The Iraqi government said Tuesday it would review the status of private security companies as anger over the alleged involvement of Blackwater USA in a fatal shooting of civilians threatened to spread to other firms providing protection for dignitaries and Westerners on Iraq's chaotic streets.

On Sunday, Blackwater employees escorting U.S. State Department officials came under attack, and in the crossfire, at least nine Iraqi civilians were killed and more than a dozen wounded when the security company's employees allegedly opened fire on civilians in the predominantly Sunni neighborhood of Mansour in western Baghdad.

Prime Minister Nouri al-Maliki has reportedly revoked the security company's license and vowed to punish those responsible.

Government spokesman Ali al-Dabbagh said the Cabinet held a meeting Tuesday and confirmed that "it is necessary to review the status of local and foreign private security companies working in Iraq according to what is suitable with Iraqi laws."

Al-Dabbagh also said the Cabinet supported the Interior Ministry's decision to withdraw the license of the North Carolina-based security firm, expedite an investigation and ensure all those who attacked civilians were held accountable.

"The company should respect Iraqi laws and the dignity of the citizens," al-Dabbagh said in a statement released by his office.
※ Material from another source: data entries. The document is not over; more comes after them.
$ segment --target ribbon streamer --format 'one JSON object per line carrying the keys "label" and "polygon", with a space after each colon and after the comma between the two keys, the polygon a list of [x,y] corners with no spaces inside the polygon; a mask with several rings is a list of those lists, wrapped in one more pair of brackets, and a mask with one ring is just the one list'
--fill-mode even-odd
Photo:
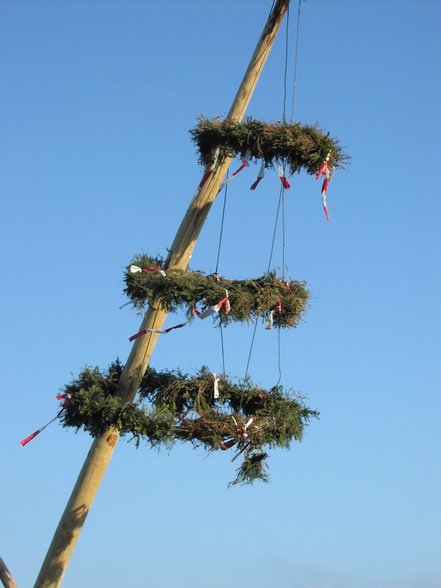
{"label": "ribbon streamer", "polygon": [[331,152],[328,153],[322,167],[319,169],[318,174],[316,175],[317,180],[320,179],[320,176],[322,174],[326,174],[326,172],[328,171],[328,163],[329,163],[330,156],[331,156]]}
{"label": "ribbon streamer", "polygon": [[329,221],[329,214],[328,214],[328,207],[326,206],[326,192],[328,191],[328,185],[332,179],[333,174],[334,174],[334,169],[328,168],[326,170],[325,179],[323,180],[323,185],[322,185],[322,203],[323,203],[323,209],[325,211],[326,219],[328,221]]}
{"label": "ribbon streamer", "polygon": [[208,178],[214,172],[218,158],[219,158],[219,146],[217,146],[214,151],[214,161],[211,164],[210,168],[207,170],[207,173],[203,176],[201,183],[199,184],[199,190],[202,188],[202,186],[205,184],[205,182],[208,180]]}
{"label": "ribbon streamer", "polygon": [[[277,286],[278,288],[283,288],[283,286],[282,286],[282,278],[277,278],[277,280],[276,280],[276,286]],[[286,288],[288,291],[289,291],[289,290],[291,290],[291,287],[290,287],[290,285],[289,285],[289,282],[285,282],[285,288]]]}
{"label": "ribbon streamer", "polygon": [[146,274],[146,273],[150,273],[150,272],[156,272],[158,274],[161,274],[161,276],[164,276],[164,277],[167,275],[165,273],[165,271],[159,267],[139,267],[139,266],[133,265],[133,264],[129,265],[129,272],[131,274],[139,274],[139,273]]}
{"label": "ribbon streamer", "polygon": [[204,312],[201,312],[200,310],[197,310],[196,308],[194,308],[191,311],[190,318],[187,321],[185,321],[185,323],[179,323],[178,325],[174,325],[173,327],[169,327],[168,329],[164,329],[163,331],[160,331],[159,329],[143,329],[142,331],[139,331],[139,333],[135,333],[135,335],[132,335],[131,337],[129,337],[129,341],[132,342],[135,339],[138,339],[139,337],[143,337],[144,335],[147,335],[147,333],[155,333],[157,335],[167,335],[167,333],[170,333],[170,331],[174,331],[175,329],[182,329],[182,327],[185,327],[186,325],[190,324],[194,320],[194,315],[196,315],[198,318],[203,320],[203,319],[206,319],[207,317],[212,316],[213,314],[216,314],[217,312],[219,312],[223,306],[225,306],[225,309],[224,309],[225,314],[228,314],[230,312],[230,301],[228,299],[227,290],[225,290],[225,293],[226,293],[225,298],[222,298],[222,300],[220,302],[218,302],[214,306],[211,306],[210,308],[207,308],[207,310],[204,310]]}
{"label": "ribbon streamer", "polygon": [[267,331],[271,331],[271,329],[273,328],[274,313],[281,312],[281,311],[282,311],[282,303],[280,302],[280,300],[278,300],[276,306],[272,310],[269,311],[268,316],[266,317],[265,329]]}
{"label": "ribbon streamer", "polygon": [[260,180],[263,178],[264,175],[265,175],[265,161],[262,161],[262,163],[260,165],[259,174],[257,176],[257,180],[254,182],[254,184],[252,184],[250,186],[250,190],[255,190],[257,188]]}
{"label": "ribbon streamer", "polygon": [[280,181],[282,182],[282,186],[285,188],[285,190],[289,190],[291,188],[291,184],[286,179],[285,172],[283,171],[283,168],[282,168],[280,161],[278,160],[277,157],[276,157],[276,164],[277,164],[277,169],[279,171],[279,178],[280,178]]}
{"label": "ribbon streamer", "polygon": [[37,435],[39,435],[42,431],[44,431],[46,427],[48,427],[51,423],[56,421],[57,418],[60,416],[60,414],[63,412],[63,410],[65,410],[69,406],[69,404],[72,401],[71,399],[72,399],[72,396],[70,394],[57,394],[57,400],[64,400],[63,404],[61,405],[61,409],[57,412],[57,414],[54,416],[54,418],[51,419],[48,423],[46,423],[45,425],[43,425],[42,427],[40,427],[39,429],[34,431],[31,435],[29,435],[29,437],[26,437],[26,439],[23,439],[22,441],[20,441],[20,445],[22,447],[24,447],[30,441],[32,441],[32,439],[34,439]]}
{"label": "ribbon streamer", "polygon": [[325,176],[325,178],[323,180],[323,184],[322,184],[322,204],[323,204],[323,209],[325,211],[327,221],[329,221],[329,213],[328,213],[328,207],[326,205],[326,192],[328,191],[329,182],[332,180],[332,176],[334,175],[334,168],[329,166],[329,157],[330,156],[331,156],[331,152],[329,152],[328,155],[326,156],[326,159],[325,159],[322,167],[319,169],[319,172],[316,176],[317,180],[320,178],[320,176],[322,174],[324,174],[324,176]]}
{"label": "ribbon streamer", "polygon": [[[231,182],[231,180],[237,176],[237,174],[239,172],[241,172],[245,167],[248,167],[250,164],[248,163],[249,159],[251,157],[251,151],[249,149],[246,150],[245,155],[242,158],[242,165],[234,172],[231,174],[231,176],[229,178],[225,178],[221,184],[221,187],[219,188],[219,192],[221,192],[225,186]],[[218,192],[218,194],[219,194]]]}
{"label": "ribbon streamer", "polygon": [[219,398],[219,381],[220,377],[216,376],[214,372],[212,372],[214,383],[213,383],[213,398]]}
{"label": "ribbon streamer", "polygon": [[[242,441],[248,441],[248,433],[247,433],[247,429],[254,423],[254,421],[256,420],[256,417],[251,417],[246,423],[244,427],[239,427],[239,425],[237,424],[236,419],[234,418],[233,415],[231,415],[231,418],[234,421],[234,424],[236,425],[236,431],[238,436],[240,437],[240,439]],[[239,439],[239,440],[240,440]],[[221,449],[223,449],[224,451],[226,449],[230,449],[230,447],[233,447],[233,445],[236,445],[236,443],[238,442],[238,439],[228,439],[228,441],[225,441],[224,443],[222,443],[221,445]],[[246,447],[245,447],[246,448]],[[240,454],[242,453],[242,451],[239,452],[238,455],[236,455],[235,457],[233,457],[233,460],[236,459],[236,457],[238,457]]]}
Meanwhile, radical Shiite cleric Muqtada al-Sadr has called for all contracts of foreign securities firms to be annulled and blamed the government for failing to protect Iraqis, noting the shootings occurred on a busy square filled with Iraqi troops.

"This aggression wouldn't have happened had it not been for the presence of the occupiers who brought these companies," al-Sadr's political committee said in a statement issued by his office in the holy city of Najaf.

Whether the Iraqi government has any power to revoke Blackwater's license is unclear.

Order No. 17, a law issued by the Coalition Provisional Authority in Iraq before the Iraqis regained sovereignty in June 2004, gave the companies immunity from Iraqi prosecution. And as civilian contractors, Blackwater employees are not subject to U.S. military law.

With fleets of armored vehicles, numerous helicopters — sometimes with visible door gunners — and at least 1,000 security staff, Blackwater is one of the most visible private security companies in Iraq.

It's not the first time actions by Blackwater have come under scrutiny. Iraqi officials say Blackwater is often too aggressive when it is out on the streets of Baghdad and there have been at least three other civilian shooting incidents.

Blackwater said its contractors acted lawfully and appropriately in response to a hostile attack. A spokeswoman claimed the civilians that Blackwater employees reportedly fired on were actually armed men.

American officials refused to explain the legal authority under which Blackwater operates in Iraq or say whether the company was complying with the order. It was also unclear whether the contractors involved in the shooting were still in Iraq.